Absolutely not. As part of the consultation process that was undertaken, it is on the record in the documentation that I was consulted. I was not consulted on those matters.
I am sorry; although I would love to give way, I have been asked not to.
That consultation was ignored. The body taking the decision has no stake in these matters whatever. The joint PCT council, NHS North West London, will not exist. The bodies that do have a stake, namely the clinical commissioning groups that are taking over—the puppet masters, as it were—have too much influence in my view and too much to gain personally. I wish I had time to go through the declarations of interest that members of the CCGs have made. They show that most hold shares in Harmoni, Care UK or other private interests that might benefit from the commissioning powers that the CCGs are about to get. I have not received proper answers from the health service about what those interests are or what they remain.
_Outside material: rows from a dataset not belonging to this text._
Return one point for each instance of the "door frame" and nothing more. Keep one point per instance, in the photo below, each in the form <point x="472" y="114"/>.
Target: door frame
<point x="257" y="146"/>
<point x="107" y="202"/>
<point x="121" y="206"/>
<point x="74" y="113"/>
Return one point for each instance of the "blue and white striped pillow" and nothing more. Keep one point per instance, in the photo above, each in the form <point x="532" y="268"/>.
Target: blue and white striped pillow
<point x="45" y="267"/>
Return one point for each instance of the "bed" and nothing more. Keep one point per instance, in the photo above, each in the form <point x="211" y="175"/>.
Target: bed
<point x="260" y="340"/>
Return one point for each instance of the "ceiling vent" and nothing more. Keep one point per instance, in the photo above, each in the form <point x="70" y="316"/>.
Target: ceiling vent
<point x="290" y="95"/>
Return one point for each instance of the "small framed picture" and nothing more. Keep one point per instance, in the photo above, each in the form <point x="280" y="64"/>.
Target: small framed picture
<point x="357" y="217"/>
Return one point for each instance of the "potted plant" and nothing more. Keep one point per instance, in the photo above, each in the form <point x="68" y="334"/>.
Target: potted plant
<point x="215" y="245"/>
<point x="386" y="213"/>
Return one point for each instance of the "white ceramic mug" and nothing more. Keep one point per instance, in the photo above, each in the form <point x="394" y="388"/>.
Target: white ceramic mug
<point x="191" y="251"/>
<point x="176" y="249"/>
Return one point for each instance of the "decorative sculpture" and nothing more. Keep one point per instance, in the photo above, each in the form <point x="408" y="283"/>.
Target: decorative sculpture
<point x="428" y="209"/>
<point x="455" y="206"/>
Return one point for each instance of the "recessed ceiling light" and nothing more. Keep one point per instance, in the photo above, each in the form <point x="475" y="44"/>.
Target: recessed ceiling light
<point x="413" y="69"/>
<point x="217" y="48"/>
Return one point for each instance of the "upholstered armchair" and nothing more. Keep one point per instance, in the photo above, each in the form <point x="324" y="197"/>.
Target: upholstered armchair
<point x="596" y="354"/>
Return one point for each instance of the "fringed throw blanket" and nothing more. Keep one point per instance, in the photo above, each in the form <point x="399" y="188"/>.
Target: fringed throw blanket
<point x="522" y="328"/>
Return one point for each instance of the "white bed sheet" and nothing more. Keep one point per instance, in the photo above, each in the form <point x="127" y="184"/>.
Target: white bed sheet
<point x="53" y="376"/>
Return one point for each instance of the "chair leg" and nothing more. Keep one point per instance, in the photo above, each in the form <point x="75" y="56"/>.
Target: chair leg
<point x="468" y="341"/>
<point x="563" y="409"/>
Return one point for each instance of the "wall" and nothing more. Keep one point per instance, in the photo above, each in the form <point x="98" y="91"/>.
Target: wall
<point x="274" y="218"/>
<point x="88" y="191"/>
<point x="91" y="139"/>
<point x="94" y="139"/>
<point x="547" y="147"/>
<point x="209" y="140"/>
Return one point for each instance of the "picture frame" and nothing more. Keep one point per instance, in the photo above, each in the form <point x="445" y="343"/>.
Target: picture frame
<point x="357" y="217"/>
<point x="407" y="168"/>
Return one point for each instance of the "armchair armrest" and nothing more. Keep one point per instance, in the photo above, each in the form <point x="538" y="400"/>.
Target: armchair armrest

To conclude, the decision for north-west London will be taken on 19 February, so this debate is very apposite. I have no doubt that the decision will be taken to go ahead with most or all of the proposed closures, but the protests that have taken place—the demonstrations, marches and petitioning—will continue, because this now becomes a political decision for the Secretary of State. In the early-day motion that I tabled last June, I referred to the fact that the health service locally was saying it would run out of money if it did not make these cuts. Services are already being run down by sleight of hand. The buck stops with the Secretary of State and the Government. The ball is in their court. I hope the decision will be taken, first, by the independent panel and, secondly, by the Secretary of State. The Government cannot dodge this issue. This is about cuts, as it was in the 1990s, and the denigration of our local health service. The buck cannot be passed beyond this point. I call on the Minister in her reply to say how she intends to preserve the local health service in north-west London.